Regen Projects is presenting As Stars and Seas Entwine, the eighth solo exhibition by Los Angeles-based artist Liz Larner, whose deep research-based practice is united by a continual exploration of form, material, and color. This exhibition debuts one of the new large-scale floor sculptures and a number of ceramic works that will be included in Below Above, a forthcoming museum exhibition at Kunsthalle Zurich in the summer of 2022.
The works on view reveal Larner’s acceptance of Posthumanist thought that the Anthropocene induces as the world becomes beleaguered by rapidly depleting resources and the massive waste that accompanies our extractive industries. Meerschaum Drift, 2021, a large, low floor sculpture constructed of plastic refuse Larner collected over the course of three years, seems to billow and surge through the space like seafoam. Serving as a meditation on the pervasive and exponential presence of plastic in the world, the sculpture is at once beautiful and horrible, a complex combination that evokes the pathos of its material. This Meerschaum Drift’s materiality belies its intricate form and supposes a transformation of crude material into an art object. Plastic-derived acrylic paint applied to its surface gives the sculpture the overall sense of movement in color from deep blue to green to white, evoking the ephemeral quality of sea foam for which it is named.

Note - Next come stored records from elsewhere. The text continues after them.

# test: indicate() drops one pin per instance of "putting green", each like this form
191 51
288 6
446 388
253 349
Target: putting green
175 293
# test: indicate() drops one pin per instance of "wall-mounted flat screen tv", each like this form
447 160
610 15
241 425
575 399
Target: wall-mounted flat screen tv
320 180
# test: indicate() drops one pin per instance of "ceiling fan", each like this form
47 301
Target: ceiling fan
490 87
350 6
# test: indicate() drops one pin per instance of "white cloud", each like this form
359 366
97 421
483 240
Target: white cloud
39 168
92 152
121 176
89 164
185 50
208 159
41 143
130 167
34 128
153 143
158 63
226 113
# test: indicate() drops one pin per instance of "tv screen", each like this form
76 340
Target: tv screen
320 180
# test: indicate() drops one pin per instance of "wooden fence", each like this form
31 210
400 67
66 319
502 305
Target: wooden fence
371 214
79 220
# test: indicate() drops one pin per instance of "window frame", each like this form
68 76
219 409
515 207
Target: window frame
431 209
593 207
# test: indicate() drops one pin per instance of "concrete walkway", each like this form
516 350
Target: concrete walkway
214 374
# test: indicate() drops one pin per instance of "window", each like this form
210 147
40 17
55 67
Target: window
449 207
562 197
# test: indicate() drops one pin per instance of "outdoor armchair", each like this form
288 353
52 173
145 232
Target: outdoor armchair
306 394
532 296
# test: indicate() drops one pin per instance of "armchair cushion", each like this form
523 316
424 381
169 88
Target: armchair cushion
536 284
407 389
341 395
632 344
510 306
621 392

As hinted to in the exhibition’s title, a new series of Asteroid works conjunct the same space as the Meerschaum Drift. These free-form ceramics embody the terrestrial material of their making while illuminating celestial qualities of asteroids, apparent in their form and unearthly looking glazed surfaces. The works stand for the many known and unknown bodies moving in space which contain the real possibility of violent collision, even as their presence and number in our solar system are always being discovered. Investigating the diffractive relation between human experience, cultural forms, material ecologies, and the natural world, Larner’s Asteroids embody a small piece of the heavens as art and ask us to consider our connection to that which is known but is not always seen.